In September, Schmidt reported that the FY07 Campus allocation of $1 million included funding for two positions for working on access to electronic resources and approximately $500,000 for collections, much of which will be used to cover journal inflation. The Portico contract for digitization will continue to increase electronic holdings and the Open Content Alliance for developing an Illinois Harvest Portal that will emphasize content developed in Illinois.
In Spring 2006 the Library received $1 million to employ the architectural firm of Shepley, Bulfinch Richardson & Associates to prepare a report on the renovation of the Library. The “Conceptual Framework” report and executive summary have been posted on the Library Executive Committee’s website at http://www.library.uiuc.edu/committee/exec/index.htm.
Recent changes in the Undergraduate Library are aimed at enhancing students’ academic performance, inspiration and comfort. Much of the funding for the Library’s improvements has come from the DIA (Department of Intercollegiate Athletics) which has pledged $500,000 over the next five years towards the Library’s initiatives through their fund-raising efforts.
In October, the potential impacts of the Global Campus (GC) initiative on library licensing costs for digital content and copyright clearance were discussed. An influx of new users would dramatically increase these costs, even in the “integrated campus” model of the GC. Under a separate Global “campus,” these services would have to be duplicated; such redundancy seems inefficient and costly. Moreover, costs would likely become prohibitive under a for-profit GC model, since we currently benefit from non-profit licensing rates. Ms. Schmidt noted that Library personnel and technical support are stretched thin as it is; what would govern the responsibilities for such services to GC students, many of whom would be trying to access our resources from other countries without up-to-date computer technology infrastructures?
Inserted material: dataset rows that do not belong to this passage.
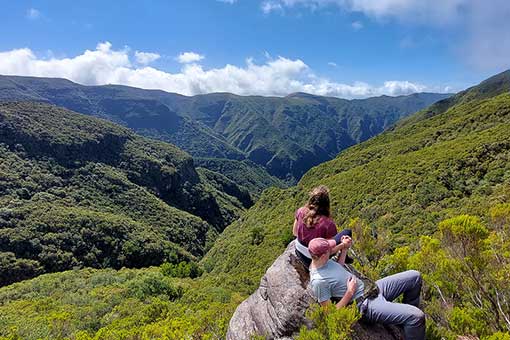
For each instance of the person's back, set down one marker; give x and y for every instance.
(314, 221)
(324, 227)
(332, 280)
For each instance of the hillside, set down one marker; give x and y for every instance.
(402, 182)
(79, 191)
(286, 136)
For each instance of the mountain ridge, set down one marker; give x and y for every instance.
(285, 135)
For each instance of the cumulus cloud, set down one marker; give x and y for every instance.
(483, 26)
(145, 58)
(33, 14)
(270, 6)
(189, 57)
(357, 25)
(276, 76)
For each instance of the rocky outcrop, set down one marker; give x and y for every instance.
(277, 309)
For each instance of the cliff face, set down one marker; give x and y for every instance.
(277, 308)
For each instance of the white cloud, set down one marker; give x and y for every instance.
(357, 25)
(145, 58)
(189, 57)
(406, 10)
(270, 6)
(483, 26)
(33, 14)
(277, 76)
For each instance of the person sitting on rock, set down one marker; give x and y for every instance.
(313, 220)
(342, 283)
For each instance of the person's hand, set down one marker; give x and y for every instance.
(346, 240)
(352, 284)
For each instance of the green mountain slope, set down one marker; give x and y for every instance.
(402, 182)
(287, 136)
(79, 191)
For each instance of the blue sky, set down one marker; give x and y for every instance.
(344, 48)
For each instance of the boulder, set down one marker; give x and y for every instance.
(277, 308)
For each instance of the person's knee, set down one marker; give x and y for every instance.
(416, 317)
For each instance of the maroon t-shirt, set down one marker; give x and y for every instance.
(325, 227)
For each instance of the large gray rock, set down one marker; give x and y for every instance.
(277, 309)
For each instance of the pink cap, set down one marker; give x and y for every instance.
(320, 246)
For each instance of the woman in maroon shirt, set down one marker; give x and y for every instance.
(314, 220)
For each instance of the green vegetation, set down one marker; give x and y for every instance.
(400, 185)
(107, 304)
(77, 191)
(246, 174)
(431, 194)
(329, 322)
(286, 136)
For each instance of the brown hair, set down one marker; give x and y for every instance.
(317, 206)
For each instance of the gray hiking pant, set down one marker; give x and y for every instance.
(407, 314)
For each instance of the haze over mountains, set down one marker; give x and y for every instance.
(449, 159)
(283, 136)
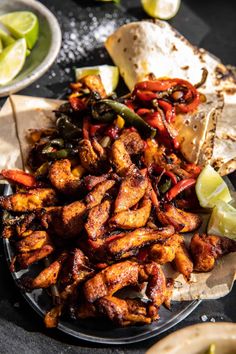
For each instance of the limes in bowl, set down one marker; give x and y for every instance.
(210, 188)
(109, 75)
(18, 34)
(12, 60)
(223, 220)
(22, 24)
(163, 9)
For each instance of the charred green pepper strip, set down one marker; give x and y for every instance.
(130, 117)
(165, 186)
(67, 129)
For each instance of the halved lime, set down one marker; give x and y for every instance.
(163, 9)
(6, 38)
(223, 220)
(109, 75)
(211, 187)
(22, 24)
(12, 60)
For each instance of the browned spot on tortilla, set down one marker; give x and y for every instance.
(186, 67)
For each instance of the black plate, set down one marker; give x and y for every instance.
(99, 331)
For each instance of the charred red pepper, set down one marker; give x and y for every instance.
(20, 177)
(86, 127)
(180, 187)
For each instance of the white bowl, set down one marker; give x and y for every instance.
(196, 339)
(45, 50)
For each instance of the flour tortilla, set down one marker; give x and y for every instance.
(141, 48)
(31, 113)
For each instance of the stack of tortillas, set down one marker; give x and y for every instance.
(208, 135)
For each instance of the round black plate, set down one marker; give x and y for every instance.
(99, 330)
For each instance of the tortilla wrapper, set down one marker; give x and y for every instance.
(141, 48)
(9, 144)
(31, 113)
(211, 285)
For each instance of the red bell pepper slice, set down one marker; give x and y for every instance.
(20, 177)
(86, 127)
(145, 95)
(180, 187)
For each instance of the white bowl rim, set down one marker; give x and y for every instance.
(50, 57)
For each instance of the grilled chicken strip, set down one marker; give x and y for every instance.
(66, 221)
(182, 261)
(97, 217)
(131, 242)
(32, 242)
(132, 141)
(124, 312)
(88, 157)
(206, 249)
(49, 275)
(28, 258)
(111, 279)
(132, 219)
(165, 253)
(61, 177)
(29, 201)
(132, 189)
(120, 158)
(181, 220)
(98, 193)
(76, 271)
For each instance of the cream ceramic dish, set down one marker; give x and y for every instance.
(196, 339)
(45, 50)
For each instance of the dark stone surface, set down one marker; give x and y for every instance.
(210, 24)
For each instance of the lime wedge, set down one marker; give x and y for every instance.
(211, 187)
(6, 38)
(12, 60)
(22, 24)
(223, 220)
(163, 9)
(109, 75)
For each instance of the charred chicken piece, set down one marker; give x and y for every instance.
(97, 217)
(123, 312)
(28, 258)
(159, 290)
(90, 159)
(110, 280)
(77, 267)
(165, 253)
(132, 189)
(132, 141)
(120, 158)
(182, 261)
(67, 221)
(33, 242)
(29, 201)
(181, 220)
(49, 275)
(77, 271)
(62, 179)
(132, 219)
(131, 242)
(94, 83)
(98, 193)
(206, 249)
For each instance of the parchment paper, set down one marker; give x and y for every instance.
(21, 113)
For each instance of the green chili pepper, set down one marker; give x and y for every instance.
(67, 129)
(165, 186)
(129, 116)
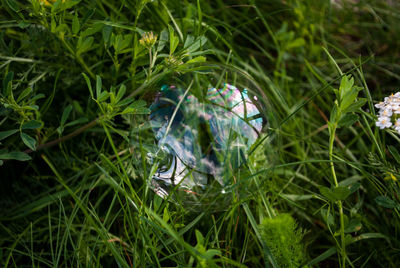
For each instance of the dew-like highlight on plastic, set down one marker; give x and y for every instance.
(201, 142)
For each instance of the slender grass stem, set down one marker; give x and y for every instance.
(339, 202)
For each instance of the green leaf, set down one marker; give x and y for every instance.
(98, 86)
(107, 30)
(347, 120)
(84, 45)
(24, 94)
(103, 96)
(89, 84)
(75, 24)
(7, 83)
(345, 86)
(353, 226)
(196, 60)
(65, 114)
(29, 141)
(77, 121)
(13, 5)
(121, 93)
(298, 42)
(173, 40)
(136, 107)
(199, 237)
(33, 124)
(355, 106)
(199, 42)
(20, 156)
(394, 153)
(7, 133)
(338, 193)
(163, 40)
(385, 201)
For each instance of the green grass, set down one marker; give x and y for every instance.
(77, 82)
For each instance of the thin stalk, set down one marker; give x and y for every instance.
(340, 205)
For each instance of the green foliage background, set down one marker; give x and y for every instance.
(322, 187)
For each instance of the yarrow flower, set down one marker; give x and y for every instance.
(389, 111)
(148, 39)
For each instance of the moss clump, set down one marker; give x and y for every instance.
(283, 238)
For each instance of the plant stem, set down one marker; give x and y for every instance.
(66, 137)
(340, 205)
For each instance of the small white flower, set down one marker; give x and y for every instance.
(386, 112)
(380, 105)
(397, 125)
(383, 122)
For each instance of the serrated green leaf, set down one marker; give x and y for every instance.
(20, 156)
(33, 124)
(385, 201)
(29, 141)
(7, 133)
(65, 114)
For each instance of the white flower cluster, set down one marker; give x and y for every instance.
(389, 112)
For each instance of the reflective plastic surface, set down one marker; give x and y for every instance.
(201, 142)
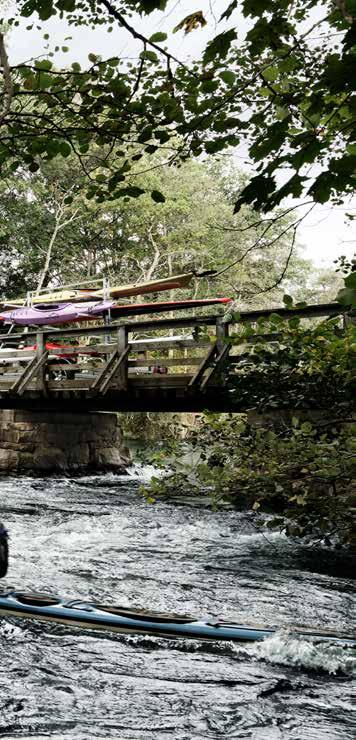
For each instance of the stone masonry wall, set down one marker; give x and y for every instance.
(42, 441)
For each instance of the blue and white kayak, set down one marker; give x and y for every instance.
(134, 621)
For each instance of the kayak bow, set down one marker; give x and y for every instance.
(78, 613)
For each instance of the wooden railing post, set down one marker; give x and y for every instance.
(40, 351)
(122, 344)
(222, 333)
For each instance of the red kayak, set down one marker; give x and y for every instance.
(135, 309)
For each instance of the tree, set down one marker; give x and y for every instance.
(287, 89)
(56, 235)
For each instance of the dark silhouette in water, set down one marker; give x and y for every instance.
(4, 551)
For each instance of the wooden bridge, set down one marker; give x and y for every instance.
(177, 364)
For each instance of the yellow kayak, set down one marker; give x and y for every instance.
(62, 296)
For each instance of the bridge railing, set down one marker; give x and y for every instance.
(174, 353)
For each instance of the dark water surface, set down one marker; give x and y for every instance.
(95, 538)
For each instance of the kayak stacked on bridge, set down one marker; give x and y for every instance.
(72, 305)
(76, 613)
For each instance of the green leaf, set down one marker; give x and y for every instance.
(288, 300)
(150, 55)
(270, 74)
(219, 46)
(350, 281)
(157, 37)
(157, 196)
(228, 77)
(131, 192)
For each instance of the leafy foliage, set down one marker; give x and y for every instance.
(300, 475)
(162, 234)
(288, 90)
(305, 368)
(297, 464)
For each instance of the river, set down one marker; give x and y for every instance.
(96, 538)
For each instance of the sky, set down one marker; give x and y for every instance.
(324, 235)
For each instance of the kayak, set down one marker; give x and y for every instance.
(64, 313)
(117, 291)
(76, 613)
(60, 313)
(134, 309)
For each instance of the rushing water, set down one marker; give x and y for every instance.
(95, 538)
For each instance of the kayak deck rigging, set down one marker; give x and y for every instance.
(79, 613)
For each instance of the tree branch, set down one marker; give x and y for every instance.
(8, 85)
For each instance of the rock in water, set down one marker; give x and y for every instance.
(4, 551)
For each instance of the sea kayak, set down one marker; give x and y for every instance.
(115, 291)
(76, 613)
(58, 313)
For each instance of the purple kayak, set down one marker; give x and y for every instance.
(59, 313)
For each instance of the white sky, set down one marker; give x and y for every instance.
(325, 234)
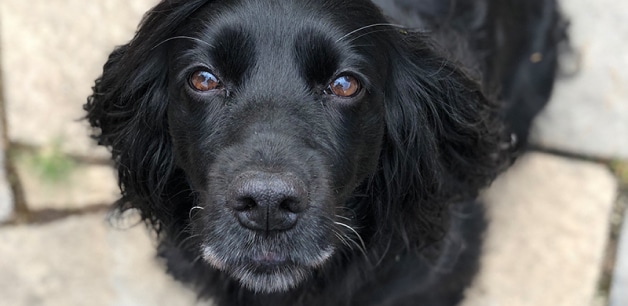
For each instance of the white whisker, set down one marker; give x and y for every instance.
(182, 37)
(369, 26)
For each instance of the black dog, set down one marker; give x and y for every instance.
(316, 152)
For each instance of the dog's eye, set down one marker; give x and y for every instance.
(203, 80)
(345, 86)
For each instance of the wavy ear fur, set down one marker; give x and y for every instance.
(128, 111)
(444, 141)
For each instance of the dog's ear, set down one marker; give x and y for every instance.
(444, 141)
(128, 110)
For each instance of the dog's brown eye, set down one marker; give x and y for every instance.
(203, 80)
(345, 86)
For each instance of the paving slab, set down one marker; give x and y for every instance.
(547, 236)
(75, 187)
(6, 198)
(619, 288)
(84, 261)
(52, 51)
(588, 113)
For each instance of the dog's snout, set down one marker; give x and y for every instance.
(267, 201)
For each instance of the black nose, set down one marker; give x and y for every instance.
(267, 201)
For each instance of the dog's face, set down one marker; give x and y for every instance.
(281, 139)
(275, 121)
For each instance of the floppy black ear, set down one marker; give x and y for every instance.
(128, 111)
(444, 141)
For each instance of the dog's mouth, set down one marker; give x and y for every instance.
(267, 271)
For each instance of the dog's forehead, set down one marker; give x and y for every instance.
(277, 22)
(273, 36)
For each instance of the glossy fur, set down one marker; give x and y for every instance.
(270, 190)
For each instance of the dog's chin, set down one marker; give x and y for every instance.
(267, 273)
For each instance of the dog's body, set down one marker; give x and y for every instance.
(305, 152)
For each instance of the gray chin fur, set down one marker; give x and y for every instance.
(274, 279)
(279, 280)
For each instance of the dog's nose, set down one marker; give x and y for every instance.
(267, 201)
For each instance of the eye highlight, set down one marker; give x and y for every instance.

A memorandum of understanding has been developed that will establish the Law Library as an entity separate from the University Library. This is being done to address ranking and accreditation concerns in the Law School. Details about budget and faculty implications are still to be addressed.
As the Campus has some financial challenges, the Provost is trying to arrive at a new strategy regarding operation of the 40 departmental libraries. Schmidt noted that the Library presently has facility challenges and is lacking the funds to meet those challenges. Schmidt reported that the roof and guttering work is finally being done on the Classics Library after the roof fell in several months ago.
Publication agreement addenda – Ms. Katie Newman
Ms. Newman discussed and distributed copies of LB.02.02, Report to the Senate on Scholarly Communication, dated March 17, 2003; Author Rights: Using the SPARC Author Addendum to secure your rights as the author of a journal article; D-Lib Magazine, November 2006, Author Addenda, An Examination of Five Alternatives; and SHERPA ROMEO Publisher copyright policies & self-archiving. Newman noted that Sarah Shreeves (Visiting Project Coordinator) now has the Institutional Repository up and running thereby making a set of collections and related services available to the world. Newman explained that the SPARC Author Rights Initiative resulted out of the outrage of the high cost of journals. The draft CIC Provosts’ Statement was discussed. The Senate Committee on the Library endorsed this statement and recommends that the Senate also endorse it (a proposal to that effect was submitted as an agenda item to the April 30th Senate meeting).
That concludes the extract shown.